Principal
MKCA
New York, New York
For 10 years, I ran a course for first year architecture students at Pratt Institute in Brooklyn, 150 newly minted New Yorkers mostly. At the first lecture I would show a newsreel from 1977 of Phillip Petit walking on a tightrope between the Twin Towers. “A quarter of a mile up, and no net below,” croons the newscaster. I’ve always regarded that event as one of the great love letters to this City that I love, a way to see the city anew. The New York that beckons irresistibly to outsiders, full of extraordinary events that capture the collective imagination – that’s the City I longed for as a youngster and the one that I sought out when I first came here as a student myself. It’s been a very different place for some time, and I was missing that New York of lore. Ah, the 70’s. What is it that they say? A longing for a time in the City’s past that you never actually knew is what makes a true New Yorker. I wasn’t there, but it’s how I remember it anyway.

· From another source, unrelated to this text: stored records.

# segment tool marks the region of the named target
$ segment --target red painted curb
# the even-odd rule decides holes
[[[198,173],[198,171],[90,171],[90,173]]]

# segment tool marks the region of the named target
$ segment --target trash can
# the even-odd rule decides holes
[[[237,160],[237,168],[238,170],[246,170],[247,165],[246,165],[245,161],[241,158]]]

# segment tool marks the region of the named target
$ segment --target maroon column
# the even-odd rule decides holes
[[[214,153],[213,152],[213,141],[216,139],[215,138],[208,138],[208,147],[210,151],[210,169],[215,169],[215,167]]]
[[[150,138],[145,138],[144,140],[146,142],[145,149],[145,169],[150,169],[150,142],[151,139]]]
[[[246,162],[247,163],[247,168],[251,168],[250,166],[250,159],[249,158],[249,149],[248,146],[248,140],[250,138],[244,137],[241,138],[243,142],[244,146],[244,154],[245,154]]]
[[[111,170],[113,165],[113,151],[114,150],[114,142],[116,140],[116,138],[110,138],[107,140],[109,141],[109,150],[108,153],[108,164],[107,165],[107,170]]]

There was a cloud over the City at that time too. Who is to say which is more menacing. There are fires. And dark as it is and has been, these days the city still glimmers with the glow of good deeds, of individuals risking their bodies and lives, not for the sake of spectacle, but to care for others, to feed them, to house them, and to engage in the fight for the rights of all of us to be treated equally, especially our Black brothers and sisters. To see the city transformed, humming streets going vacant for months, and then erupting overnight with righteous furor, is jarring, almost sublime. The city strains. It is becoming unmade, exposing its fragile connective tissues, every raw nerve. The brave on the front lines, at the hospitals, on the delivery bikes, marching in the streets, they shine a light on how unequal, unprepared, unjust, unaware, uncaring this city is and has been. Those who can have left. It is a city of die hards. Never has New York felt more like a village to me, but one electrified with a powerful urgency for change. Imagination and hard work have never been more urgent. Take a breath, join in, and we will put it back together in a new way.